Comment by FloorEgg

5 months ago

Run them all in parallel with a cloud function in less than a minute?

8 comments

FloorEgg

Obviously all the LLM API providers have a rate limit. Not a fan of GP's sarcastic tone, but I suppose many of us would like to know roughly what that limit would be for a small business using such APIs.

jdietrich 5 months ago

The rate limits for Gemini 1.5 Flash are 2000 requests per minute and 4 million tokens per minute.

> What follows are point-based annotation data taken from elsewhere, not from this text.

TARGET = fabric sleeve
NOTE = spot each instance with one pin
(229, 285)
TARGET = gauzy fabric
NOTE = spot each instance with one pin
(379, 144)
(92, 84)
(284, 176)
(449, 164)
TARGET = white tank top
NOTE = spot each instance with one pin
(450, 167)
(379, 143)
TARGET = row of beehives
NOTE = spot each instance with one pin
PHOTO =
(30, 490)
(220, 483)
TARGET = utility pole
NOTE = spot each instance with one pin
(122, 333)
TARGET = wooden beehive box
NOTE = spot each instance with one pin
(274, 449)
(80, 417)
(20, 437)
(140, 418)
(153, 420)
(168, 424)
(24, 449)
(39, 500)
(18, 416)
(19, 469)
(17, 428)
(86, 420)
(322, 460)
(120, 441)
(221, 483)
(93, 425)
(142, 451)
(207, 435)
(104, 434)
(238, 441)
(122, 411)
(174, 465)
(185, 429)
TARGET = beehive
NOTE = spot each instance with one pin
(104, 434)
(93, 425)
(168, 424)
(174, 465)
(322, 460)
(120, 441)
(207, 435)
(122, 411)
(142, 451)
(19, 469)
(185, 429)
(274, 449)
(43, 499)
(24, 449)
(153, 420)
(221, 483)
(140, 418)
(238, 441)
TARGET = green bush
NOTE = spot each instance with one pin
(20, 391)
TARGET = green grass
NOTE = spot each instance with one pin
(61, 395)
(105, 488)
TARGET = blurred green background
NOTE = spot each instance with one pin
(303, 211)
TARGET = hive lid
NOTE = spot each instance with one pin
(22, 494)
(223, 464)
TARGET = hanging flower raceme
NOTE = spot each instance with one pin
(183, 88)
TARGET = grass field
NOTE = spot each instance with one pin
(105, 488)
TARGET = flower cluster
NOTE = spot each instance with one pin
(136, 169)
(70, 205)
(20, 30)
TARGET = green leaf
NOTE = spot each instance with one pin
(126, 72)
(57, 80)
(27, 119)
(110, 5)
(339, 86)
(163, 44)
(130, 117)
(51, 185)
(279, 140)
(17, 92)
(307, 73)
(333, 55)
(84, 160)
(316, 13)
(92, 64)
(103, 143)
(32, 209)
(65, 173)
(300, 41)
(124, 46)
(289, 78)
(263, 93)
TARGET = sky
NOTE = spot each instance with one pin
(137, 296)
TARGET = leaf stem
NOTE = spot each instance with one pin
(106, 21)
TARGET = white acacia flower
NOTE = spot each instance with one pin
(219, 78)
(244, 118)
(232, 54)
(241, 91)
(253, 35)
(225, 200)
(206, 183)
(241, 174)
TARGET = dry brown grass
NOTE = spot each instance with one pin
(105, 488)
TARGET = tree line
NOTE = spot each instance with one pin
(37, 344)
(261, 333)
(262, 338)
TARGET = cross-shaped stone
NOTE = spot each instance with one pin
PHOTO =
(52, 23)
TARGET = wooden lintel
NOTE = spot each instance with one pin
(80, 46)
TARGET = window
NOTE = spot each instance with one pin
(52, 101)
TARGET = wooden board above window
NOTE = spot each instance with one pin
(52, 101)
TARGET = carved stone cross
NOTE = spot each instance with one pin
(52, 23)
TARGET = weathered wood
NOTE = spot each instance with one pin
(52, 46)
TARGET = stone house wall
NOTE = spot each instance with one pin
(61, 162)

Higher limits are available on request.
https://ai.google.dev/pricing#1_5flash
4o-mini's rate limits scale based on your account history, from 500RPM/200,000TPM to 30,000RPM/150,000,000TPM.
https://platform.openai.com/docs/guides/rate-limits
simonw 5 months ago

Surprisingly, DeepSeek doesn't have a rate limit: https://api-docs.deepseek.com/quick_start/rate_limit
I've heard from people running 100+ prompts in parallel against it.

axegon_ 5 months ago

Yes, how did I not think of throwing more money at cloud providers on top of feeding open ai, when I could have just code a simple binary classifier and run everything on something as insignificant as an 8-th geh, quad core i5....

FloorEgg 5 months ago
Did I mention openai?
- FloorEgg 5 months ago
  
  Ah my bad someone further up thread did.
  Really it boils down to balance of time and cost, and the skill set of the person getting the job done.
  But you seem really anti establishment (hung up over $25 cloud spend), so you do you.
  Just don't expect everyone else to agree with you.

rlt 5 months ago

Also can’t you just combine multiple classification requests into a single prompt?

FloorEgg 5 months ago

Yes, for such a simple labelling task request rate limits are more likely the bottleneck than token rate limits.